Eine sehr gute Bekannte hatte einen kleinen Herzinfarkt und sie muss kürzer treten. Allerdings ist immer eine Frau gewesen, die sehr viel Sport gemacht hat. Zur Zeit liegt sie noch im Krankenhaus und als ich sie besuchte, hat sie mir ihr Leid geklagt, dass sie ihren heiß geliebten Tennissport wohl nicht mehr ausüben kann.
Welche Sportarten würden sich denn für Herzinfarktpatienten eignen und welche Sportarten sind sogar ratsam? Es gibt ja auch Menschen, die nie viel Sport gemacht haben und einen Herzinfarkt bekommen haben, was würde man ihnen für eine Sportart empfehlen?
Nach Herzinfarkten oder bei Herzerkrankungen sind so gut wie alle Leistungssportarten kontraindiziert. Sportarten, die nicht zu anstrengend sind und bei denen viele Pausen möglich sind, sind die Dinge, mit denen angefangen werden sollte. Das bedeutet Spazieren gehen, leichte Wassergymnastik und Brustschwimmen, falls die Narbe bereits verschlossen ist und Hockergymnastik. Hockergymnastik? Das klingt merkwürdig, ich weiß, aber es ist das beste für Herzpatienten und wird oft ambulant in umliegenden Krankenhäusern durchgeführt, ganz speziell für Herzpatienten.
Das besondere an einer Hockergymnastik ist, dass ganz gezielt Kreislauf anregende Übungen gewählt werden, die so dosiert sind, dass sie für Herzpatienten perfekt geeignet sind. Es werden Pausen gemacht und der gesamte Körper wird bewegt, ohne, dass man sich überlastet, als wenn man joggen gehen würde oder ähnliches anstrengendes. Für den Anfang empfehle ich also das Spazierengehen und gegebenenfalls mal eine Treppe zwei oder drei mal zu gehen - natürlich mit ausreichend Pausend unterwegs. Später kann man dann anfangen zu walken, Nordic-Walking wäre ideal, weil man dann gleichzeitig noch etwas für die Haltung tut und Aquagymnastik, sowie einfachere niedrig dosierte Fitnesskurse.
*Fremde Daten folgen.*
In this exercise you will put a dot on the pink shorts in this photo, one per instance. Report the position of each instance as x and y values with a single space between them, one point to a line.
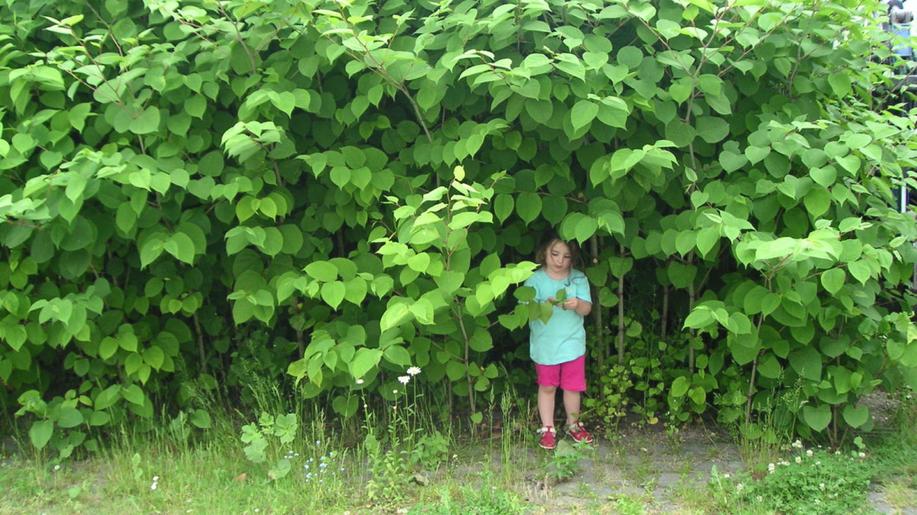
569 376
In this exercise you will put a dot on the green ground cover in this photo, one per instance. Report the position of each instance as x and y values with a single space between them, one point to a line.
385 466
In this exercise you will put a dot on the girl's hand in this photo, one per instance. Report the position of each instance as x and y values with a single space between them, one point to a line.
571 304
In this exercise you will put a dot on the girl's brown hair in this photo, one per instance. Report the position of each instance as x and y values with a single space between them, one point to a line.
541 255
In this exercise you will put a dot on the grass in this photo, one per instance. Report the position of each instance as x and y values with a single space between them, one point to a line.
418 470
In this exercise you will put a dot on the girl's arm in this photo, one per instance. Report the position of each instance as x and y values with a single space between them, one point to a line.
582 307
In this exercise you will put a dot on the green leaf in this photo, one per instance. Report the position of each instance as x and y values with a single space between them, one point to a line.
333 293
833 280
824 176
840 82
528 206
69 417
147 122
712 129
200 419
394 316
859 270
585 228
398 355
818 417
730 161
108 347
363 361
769 21
817 202
630 56
322 270
107 397
134 394
503 206
181 246
40 433
154 357
423 311
583 113
679 386
806 361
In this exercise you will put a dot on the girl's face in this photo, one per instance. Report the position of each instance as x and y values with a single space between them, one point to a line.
558 258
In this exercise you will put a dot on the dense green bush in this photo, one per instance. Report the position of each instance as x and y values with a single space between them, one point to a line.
195 194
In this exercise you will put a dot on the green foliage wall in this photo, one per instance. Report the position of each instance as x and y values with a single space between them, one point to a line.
349 189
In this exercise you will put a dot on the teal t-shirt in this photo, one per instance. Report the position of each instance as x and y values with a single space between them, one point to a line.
563 337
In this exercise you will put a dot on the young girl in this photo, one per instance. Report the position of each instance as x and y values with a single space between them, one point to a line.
558 347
Wichtig sind die Pausen und die Kontrolle des Pulses.
Kreislaufstabilisierende Sportarten, sofern sie überhaupt zum Sport dazuzählen kann, würde ich auch bevorzugen, wie benutzer7 bereist ansgesprochen hat. In der Regel ist es aber so, dass die meisten Patienten da auch bei Nachfrage gezielte Ansprechpartner empfohlen bekommen, wo sie dann auf ihren Zustand angepasste Kurse besuchen können. Aber Sport im Sinne von Tennis, Fußball oder Basketball, wo der Kreislauf teilweise massiv beansprucht wird, sollte man dringend unterlassen, das dürfte eigentlich selbsterklärend sein.
Wichtig ist darauf zu achten, dass der Blutdruck und Puls in einem bestimmten Rahmen gehalten werden, dann ist selbst bei Herzinfarkt-Patienten ein positiver, protektiver Faktor beschrieben. Da der Patient meist nicht in der Lage ist, selbst ein "Trainingsprogramm" aufzustellen (sollte er/sie aber auch nicht, insbesondere wenn er/sie schon vorbelastet ist), sollte man einen ärztegeleiteten Kurs besuchen, wo solche Patienten betreut und aufgeklärt werden, was sie machen dürfen und sollten.